Al terminar la guerra carlista, el general Espartero, a quien ya se dijo le habían dado el título de Duque de la Victoria y era el hombre más popular de España, intervino activamente en la política y fue aclamado como jefe del partido progresista.
La regente doña María Cristina colmó de honores a Espartero, aun no simpatizando con su liberalismo, pero seguidamente sancionó una ley mermando los derechos a los ayuntamientos que provocó tumultos en Madrid y en provincias.
Con el fin de aplacarlos, renunció a la regencia y le dio el gobierno al general Espartero en septiembre de 1840.
Durante los sucesos que motivaron la renuncia de María Cristina a la Regencia recibió ésta la visita del jefe político de Barcelona, quien le dijo:
-Majestad, no tema escenas deplorables. Sólo se trata de una agresión como la de La Granja, con la diferencia de ser obra de generales en vez de sargentos.
Doña María Cristina se había casado en segundas nupcias, a los pocos meses de enviudar, con un guardia de Corps llamado Fernando Muñoz, que fue ennoblecido con el título de duque de Riansares, a quien no alcanzó la atmósfera de animadversión en que los partidos avanzados envolvieron los últimos tiempos de la Regente.
La reina madre abandonó, pues, el territorio español retirándose a Francia. Regresó a España cuando tuvo que dejarla Espartero, permaneciendo al lado de su hija Isabel II hasta la revolución de 1854, en que emigró nuevamente y murió ya en tierra francesa.
En las Cortes de 1841 se otorgó la regencia a Espartero, quien no demostró en lo político las mismas aptitudes que en el ejército. Disgustados los moderados, el general O'Donnell huyó a Francia. En octubre de 1841 los generales Concha y Diego de León, a quienes Espartero debía gran parte de su triunfo en la guerra carlista, intentaron el rapto de la reina Isabel II asaltando el palacio real con sus tropas. Subían por la escalera, y, ante la resistencia de los alabarderos, emprendieron la fuga después de sostener una lucha ruidosa en la que perecieron hombres de los dos bandos.
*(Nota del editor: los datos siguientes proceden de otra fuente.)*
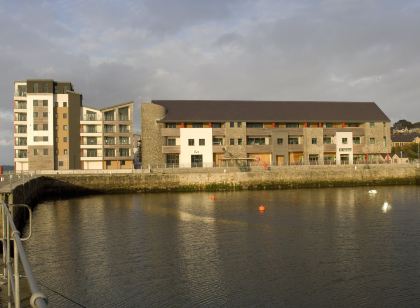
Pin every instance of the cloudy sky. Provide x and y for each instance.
(115, 51)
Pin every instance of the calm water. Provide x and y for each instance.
(315, 247)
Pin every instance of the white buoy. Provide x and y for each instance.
(386, 207)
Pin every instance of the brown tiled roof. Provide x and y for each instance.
(288, 111)
(404, 137)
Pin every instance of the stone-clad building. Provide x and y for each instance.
(53, 131)
(222, 133)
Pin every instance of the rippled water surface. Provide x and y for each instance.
(315, 247)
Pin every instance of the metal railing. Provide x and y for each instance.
(11, 268)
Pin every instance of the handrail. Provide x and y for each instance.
(10, 232)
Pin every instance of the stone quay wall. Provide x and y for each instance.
(221, 179)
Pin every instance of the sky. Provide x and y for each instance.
(117, 51)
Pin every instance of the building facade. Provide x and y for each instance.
(53, 131)
(236, 133)
(46, 125)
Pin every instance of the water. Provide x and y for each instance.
(311, 248)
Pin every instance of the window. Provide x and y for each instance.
(172, 160)
(255, 141)
(171, 141)
(91, 140)
(109, 152)
(40, 138)
(217, 141)
(254, 125)
(293, 140)
(124, 140)
(123, 128)
(124, 152)
(109, 140)
(92, 153)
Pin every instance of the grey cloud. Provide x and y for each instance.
(266, 49)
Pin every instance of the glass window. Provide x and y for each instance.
(293, 140)
(171, 141)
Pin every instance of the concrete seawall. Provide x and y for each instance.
(212, 180)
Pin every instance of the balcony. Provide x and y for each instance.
(295, 148)
(90, 117)
(170, 132)
(259, 131)
(264, 148)
(171, 149)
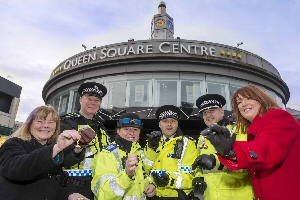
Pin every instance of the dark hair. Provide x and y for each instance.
(255, 93)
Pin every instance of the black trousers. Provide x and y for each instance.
(71, 185)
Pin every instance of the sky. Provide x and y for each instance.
(37, 35)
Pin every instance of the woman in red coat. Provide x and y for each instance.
(272, 152)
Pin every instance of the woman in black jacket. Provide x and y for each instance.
(31, 160)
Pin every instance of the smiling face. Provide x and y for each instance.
(43, 129)
(168, 126)
(212, 115)
(248, 107)
(89, 105)
(129, 133)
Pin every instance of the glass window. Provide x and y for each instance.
(166, 93)
(190, 91)
(280, 103)
(56, 104)
(232, 90)
(117, 95)
(64, 104)
(76, 103)
(271, 93)
(138, 94)
(215, 88)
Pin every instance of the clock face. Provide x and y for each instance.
(160, 22)
(170, 25)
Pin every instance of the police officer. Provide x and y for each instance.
(222, 183)
(173, 155)
(119, 170)
(79, 176)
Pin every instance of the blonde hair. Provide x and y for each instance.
(38, 113)
(255, 93)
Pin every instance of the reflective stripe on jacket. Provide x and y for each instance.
(178, 169)
(110, 181)
(222, 183)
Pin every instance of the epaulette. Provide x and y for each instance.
(190, 138)
(111, 147)
(68, 115)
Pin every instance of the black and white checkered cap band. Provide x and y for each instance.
(168, 114)
(210, 104)
(94, 89)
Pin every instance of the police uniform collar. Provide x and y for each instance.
(124, 145)
(168, 111)
(210, 101)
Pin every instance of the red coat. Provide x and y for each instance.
(272, 155)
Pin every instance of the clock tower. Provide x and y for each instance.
(162, 26)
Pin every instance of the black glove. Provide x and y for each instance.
(153, 139)
(205, 161)
(199, 184)
(218, 129)
(162, 180)
(222, 144)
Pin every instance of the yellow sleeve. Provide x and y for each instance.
(108, 183)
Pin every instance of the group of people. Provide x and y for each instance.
(257, 157)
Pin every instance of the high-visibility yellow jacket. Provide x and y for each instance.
(110, 181)
(77, 122)
(178, 169)
(222, 183)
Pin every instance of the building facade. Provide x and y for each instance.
(9, 103)
(142, 75)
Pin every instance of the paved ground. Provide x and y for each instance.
(199, 195)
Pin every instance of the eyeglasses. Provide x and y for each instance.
(131, 129)
(39, 121)
(166, 121)
(210, 111)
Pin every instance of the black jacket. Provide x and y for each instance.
(27, 170)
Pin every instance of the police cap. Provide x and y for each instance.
(210, 101)
(168, 111)
(92, 89)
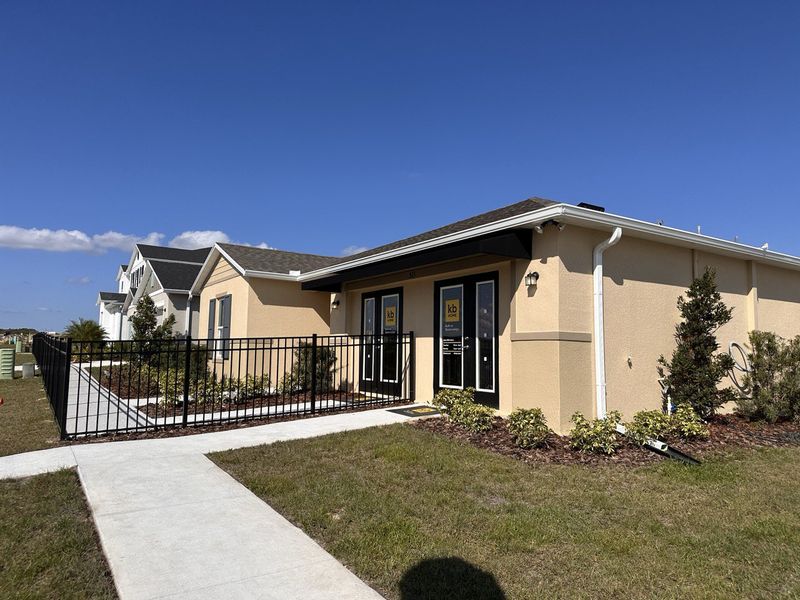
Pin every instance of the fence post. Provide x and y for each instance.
(62, 417)
(313, 373)
(412, 349)
(187, 366)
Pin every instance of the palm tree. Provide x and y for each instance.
(87, 335)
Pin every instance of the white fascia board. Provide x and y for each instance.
(205, 270)
(679, 237)
(586, 217)
(528, 219)
(269, 275)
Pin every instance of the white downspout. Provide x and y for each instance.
(599, 329)
(188, 319)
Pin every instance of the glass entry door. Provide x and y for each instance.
(466, 336)
(381, 328)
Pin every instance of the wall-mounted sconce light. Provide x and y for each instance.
(532, 278)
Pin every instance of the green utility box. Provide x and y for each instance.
(7, 362)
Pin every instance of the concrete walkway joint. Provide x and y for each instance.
(174, 525)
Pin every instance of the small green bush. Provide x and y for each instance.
(648, 424)
(528, 427)
(773, 380)
(685, 424)
(472, 416)
(599, 435)
(446, 399)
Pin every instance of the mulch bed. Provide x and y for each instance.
(155, 411)
(726, 432)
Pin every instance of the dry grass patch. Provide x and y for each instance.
(48, 543)
(26, 420)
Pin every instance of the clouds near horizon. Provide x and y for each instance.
(73, 240)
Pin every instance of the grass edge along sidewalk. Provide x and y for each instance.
(48, 543)
(404, 496)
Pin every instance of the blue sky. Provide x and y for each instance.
(322, 126)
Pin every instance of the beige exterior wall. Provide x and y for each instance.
(546, 351)
(418, 315)
(642, 282)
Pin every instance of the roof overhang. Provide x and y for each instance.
(514, 243)
(567, 213)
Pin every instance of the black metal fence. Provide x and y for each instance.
(131, 386)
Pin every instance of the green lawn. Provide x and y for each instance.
(26, 421)
(48, 544)
(418, 515)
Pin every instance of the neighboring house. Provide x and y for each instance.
(543, 304)
(166, 275)
(254, 292)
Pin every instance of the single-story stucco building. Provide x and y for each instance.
(536, 304)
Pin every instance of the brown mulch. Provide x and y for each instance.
(155, 411)
(726, 432)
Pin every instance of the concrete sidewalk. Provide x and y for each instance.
(174, 525)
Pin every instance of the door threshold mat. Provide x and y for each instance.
(416, 411)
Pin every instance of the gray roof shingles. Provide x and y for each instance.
(498, 214)
(175, 276)
(112, 297)
(179, 254)
(268, 260)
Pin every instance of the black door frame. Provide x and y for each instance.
(469, 327)
(377, 384)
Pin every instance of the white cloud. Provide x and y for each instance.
(73, 240)
(79, 280)
(350, 250)
(206, 238)
(199, 239)
(70, 240)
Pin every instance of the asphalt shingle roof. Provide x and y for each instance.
(112, 296)
(175, 276)
(268, 260)
(179, 254)
(498, 214)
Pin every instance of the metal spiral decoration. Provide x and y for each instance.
(741, 366)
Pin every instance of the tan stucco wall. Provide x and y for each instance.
(643, 280)
(778, 300)
(222, 281)
(282, 308)
(418, 312)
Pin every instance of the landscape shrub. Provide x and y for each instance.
(693, 373)
(648, 424)
(528, 427)
(654, 424)
(773, 380)
(685, 423)
(475, 417)
(446, 399)
(598, 436)
(302, 370)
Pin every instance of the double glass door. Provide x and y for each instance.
(466, 336)
(381, 328)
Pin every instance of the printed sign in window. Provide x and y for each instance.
(451, 309)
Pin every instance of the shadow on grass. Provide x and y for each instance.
(452, 577)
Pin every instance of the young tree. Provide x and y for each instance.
(144, 322)
(87, 336)
(695, 370)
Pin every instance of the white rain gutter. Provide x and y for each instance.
(599, 329)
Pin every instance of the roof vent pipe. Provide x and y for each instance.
(599, 329)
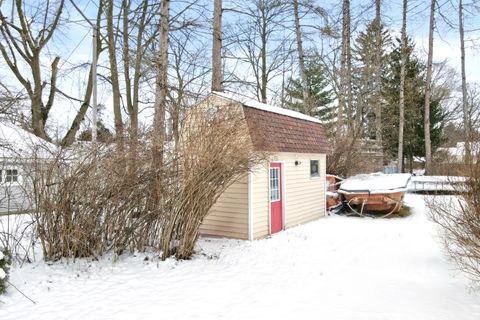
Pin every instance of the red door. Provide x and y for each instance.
(275, 177)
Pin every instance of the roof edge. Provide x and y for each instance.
(266, 107)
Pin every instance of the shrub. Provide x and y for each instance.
(459, 221)
(117, 199)
(5, 260)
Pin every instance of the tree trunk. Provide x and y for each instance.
(428, 84)
(112, 57)
(217, 77)
(162, 78)
(301, 61)
(402, 88)
(343, 63)
(69, 138)
(263, 86)
(466, 122)
(349, 104)
(378, 68)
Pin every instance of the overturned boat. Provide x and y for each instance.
(374, 193)
(334, 200)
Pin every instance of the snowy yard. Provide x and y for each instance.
(334, 268)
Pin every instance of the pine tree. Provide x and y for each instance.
(320, 95)
(414, 96)
(367, 90)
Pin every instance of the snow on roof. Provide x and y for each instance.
(266, 107)
(375, 183)
(16, 142)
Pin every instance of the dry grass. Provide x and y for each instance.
(459, 221)
(100, 201)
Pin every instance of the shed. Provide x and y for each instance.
(288, 190)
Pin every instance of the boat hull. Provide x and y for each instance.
(375, 203)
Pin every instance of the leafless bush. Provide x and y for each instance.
(94, 202)
(459, 219)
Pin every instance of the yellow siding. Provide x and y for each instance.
(303, 196)
(259, 201)
(229, 216)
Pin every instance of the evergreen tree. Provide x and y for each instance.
(367, 92)
(414, 102)
(321, 95)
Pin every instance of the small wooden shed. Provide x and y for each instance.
(288, 190)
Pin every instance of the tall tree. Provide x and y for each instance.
(320, 93)
(133, 53)
(401, 106)
(161, 84)
(301, 58)
(261, 43)
(69, 138)
(217, 77)
(370, 65)
(24, 39)
(342, 90)
(466, 122)
(428, 84)
(378, 67)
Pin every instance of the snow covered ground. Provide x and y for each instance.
(334, 268)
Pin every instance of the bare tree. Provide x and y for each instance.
(217, 77)
(24, 38)
(260, 43)
(402, 87)
(69, 137)
(114, 75)
(301, 58)
(161, 84)
(378, 67)
(466, 125)
(342, 90)
(428, 84)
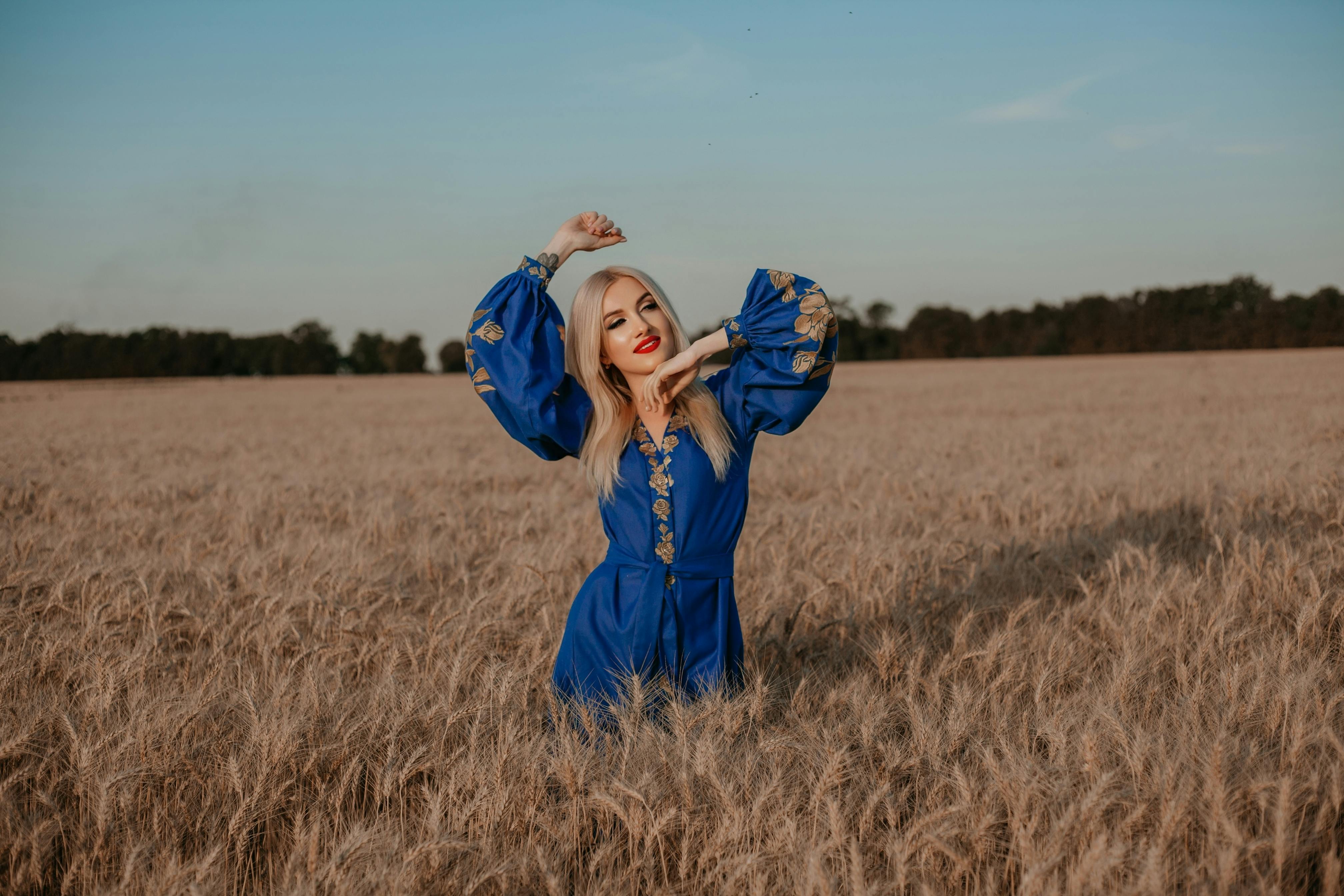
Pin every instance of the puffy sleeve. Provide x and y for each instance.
(515, 355)
(784, 342)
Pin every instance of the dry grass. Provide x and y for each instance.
(1025, 626)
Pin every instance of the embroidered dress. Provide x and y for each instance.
(662, 600)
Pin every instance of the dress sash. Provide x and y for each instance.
(655, 592)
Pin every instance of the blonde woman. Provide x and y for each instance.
(666, 452)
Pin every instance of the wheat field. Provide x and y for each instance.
(1027, 626)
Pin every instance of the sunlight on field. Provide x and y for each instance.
(1064, 625)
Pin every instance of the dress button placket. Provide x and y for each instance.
(660, 483)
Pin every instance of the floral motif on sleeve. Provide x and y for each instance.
(784, 280)
(490, 331)
(816, 320)
(537, 269)
(736, 338)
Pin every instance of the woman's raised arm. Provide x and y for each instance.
(788, 339)
(515, 347)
El general Concha logró salvarse, pero a Diego de León le prendieron los húsares en un pueblo cercano.
Pérez Galdós diría después de Diego de León que "era un hombre febril, hercúleo, que empezaba en un inmenso corazón y terminaba en una lanza". La arrogante figura de este héroe legendario, su valor y audacia, su atildado uniforme y su juventud de treinta y pocos años le dieron en España gran popularidad. A Diego de León le adoraban las mujeres, le admiraban los hombres y le aplaudían la plebe, los nobles y el ejército.
Prendido por los húsares, ni uno solo pensó en prestar obediencia a la rigurosa orden de Espartero. Prefirieron ser cómplices incitándolo a huir, con riesgo de afrontar las iras del regente, pero Diego de León renunció al favor y se entregó en Madrid al Consejo de Guerra, que le condenó a muerte.
La nación esperaba un decreto de indulto, que fue solicitado por la misma Isabel II y por varios generales, así como por todas las clases sociales del país. Y al negarle Espartero, con su tozudez, el indulto, levantó protestas por doquier.
Temblaban los fusiles del piquete encargado de cumplir la sentencia, y las balas hirieron al apuesto general, quien se encargó personalmente de dar la orden de "¡Fuego!" que acabó con su vida.